Fire In The Blood
Bottom Line
At the 1996 International Conference on AIDS, an American scientist named David Ho presented data showing that a person infected with HIV produces billions of virions every day they are alive. The heavier a person’s viral load, the weaker their immune system becomes and the weaker a person’s immune system becomes, the more likely it is that they will catch an infection that will kill them. Ho’s data suggested that one way of preventing HIV from turning into full-blown AIDS is to impede the production of virions. This insight led scientists to develop a treatment plan based on the use of three retroviral drugs (the so-called triple cocktail) that results in a 60% to 80% decline in rates of AIDS, death and hospitalisation. In fact, the treatment is so spectacularly effective that doctors often talk about the cocktail having a ‘Lazarus effect’ on the people who take it. The only problem with the cocktail is that it costs somewhere in the region of $15,000 per year, meaning that millions of people in the developing world simply cannot afford to continue living. Dylan Mohan Gray’s Fire in the Blood is a documentary about the attempts to find a way of making cheap drugs available to HIV-positive people in the developing world.
As you might expect, Fire in the Blood begins by presenting us with the human dimension of the problem: We are shown people dying of AIDS, we are shown people in the west who were close to death and we are shown these very same people who reclaimed their lives with the help of retroviral drugs. The fact that the only difference between the people who die and the people who live is that the people who live can afford the drugs is already a scandal that speaks ill of humanity as a species but Gray’s investigation does not end there.

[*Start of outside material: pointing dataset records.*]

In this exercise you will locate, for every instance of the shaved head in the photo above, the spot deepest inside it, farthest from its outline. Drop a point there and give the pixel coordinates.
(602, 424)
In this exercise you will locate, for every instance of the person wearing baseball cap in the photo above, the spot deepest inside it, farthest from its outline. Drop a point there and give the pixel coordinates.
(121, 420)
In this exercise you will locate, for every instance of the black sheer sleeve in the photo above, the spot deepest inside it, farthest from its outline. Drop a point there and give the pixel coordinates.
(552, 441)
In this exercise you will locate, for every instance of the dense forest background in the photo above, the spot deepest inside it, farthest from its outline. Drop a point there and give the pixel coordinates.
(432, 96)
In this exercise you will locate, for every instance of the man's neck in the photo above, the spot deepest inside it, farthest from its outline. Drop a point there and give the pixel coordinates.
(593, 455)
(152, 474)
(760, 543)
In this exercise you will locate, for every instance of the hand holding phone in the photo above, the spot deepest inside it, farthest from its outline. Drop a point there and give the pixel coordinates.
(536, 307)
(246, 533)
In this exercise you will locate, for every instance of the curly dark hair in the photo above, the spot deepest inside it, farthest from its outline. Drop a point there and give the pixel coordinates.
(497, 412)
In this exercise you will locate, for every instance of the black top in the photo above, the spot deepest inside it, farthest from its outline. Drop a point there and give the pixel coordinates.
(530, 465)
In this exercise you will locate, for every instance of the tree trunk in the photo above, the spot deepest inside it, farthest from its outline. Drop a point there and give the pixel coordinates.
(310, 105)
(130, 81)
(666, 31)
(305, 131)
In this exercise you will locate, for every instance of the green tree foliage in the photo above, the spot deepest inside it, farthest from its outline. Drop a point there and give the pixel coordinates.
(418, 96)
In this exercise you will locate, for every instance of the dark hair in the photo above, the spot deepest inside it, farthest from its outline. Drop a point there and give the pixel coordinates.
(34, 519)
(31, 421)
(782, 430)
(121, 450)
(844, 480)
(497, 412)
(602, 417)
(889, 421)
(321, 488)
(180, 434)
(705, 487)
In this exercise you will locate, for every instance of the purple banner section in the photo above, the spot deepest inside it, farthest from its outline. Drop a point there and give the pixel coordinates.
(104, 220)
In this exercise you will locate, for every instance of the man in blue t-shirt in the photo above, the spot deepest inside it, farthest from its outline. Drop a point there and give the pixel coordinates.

The problem is not that the drugs themselves are expensive to produce – Indian pharmaceutical factories are now capable of producing triple cocktail drugs at a price closer to $100 dollars per year – but that the companies that own the patent on the drugs want to keep selling those drugs to the West at $15,000 per person per year. Thus, the only way for the Indian pharmaceutical companies to sell the drugs at the lower price point is by breaking patent law and producing them without the permission of the legal owners. Much of Fire in the Blood is given over to describing how a small cadre of public health officials, industrialists and activists worked to find a political compromise that would allow them to sell low-cost Indian drugs in Africa without Western governments cutting off aid and invoking trade sanctions as retaliation. As a direct result of this political compromise, the number of people receiving the triple cocktail in Africa went from only 8,000 to over 8,000,000. Horrifying and fascinating in equal measure, this story alone could easily have supported an entire documentary film. However, to Dylan Mohan Gray’s enduring credit, Fire in the Blood does not stop there.
Since Michael Moore’s Bowling for Columbine demonstrated the existence of a large potential audience for documentary film, many have tried to use film as a means of raising awareness about particular injustices and so bringing pressure to bear on people with the power to make a difference. The problem with this approach to documentary filmmaking is that if the film becomes merely a means to an end then there is little incentive to put anything in the film other than what is strictly necessary to change minds and win support. As a result, films like Louie Psihoyos’s The Cove and Morgan Spurlock’s Super Size Me are often little more than rhetorical exercises that manipulate audiences into agreeing with their point of view rather than seeking to educate them about the nature of the world at large.
Fire in the Blood may begin by showing us moving footage of people wasting away in underfunded African hospitals but the more the film progresses, the further it moves away from emotional manipulation and towards education. Indeed, the film does not end with cheap drugs going on sale in Africa as pharmaceutical companies used this setback as an excuse to lobby for the introduction of international trade agreements making it much harder for their prices to be undercut in future. It is here that Fire in the Blood is at its most effective as the real reason that people in the developing world are dying from preventable diseases is that humanity has opted to use capitalism to organise the distribution of limited resources and capitalism will always prioritise the creation of wealth over the prevention of suffering and the safe-guarding of human lives. Deftly narrated by William Hurt, this Indian documentary ranks alongside Alex Gibney’s Enron: The Smartest Guys in the Room and Charles Ferguson’s Inside Job as one of those documentaries that shows us how broken our financial system really is.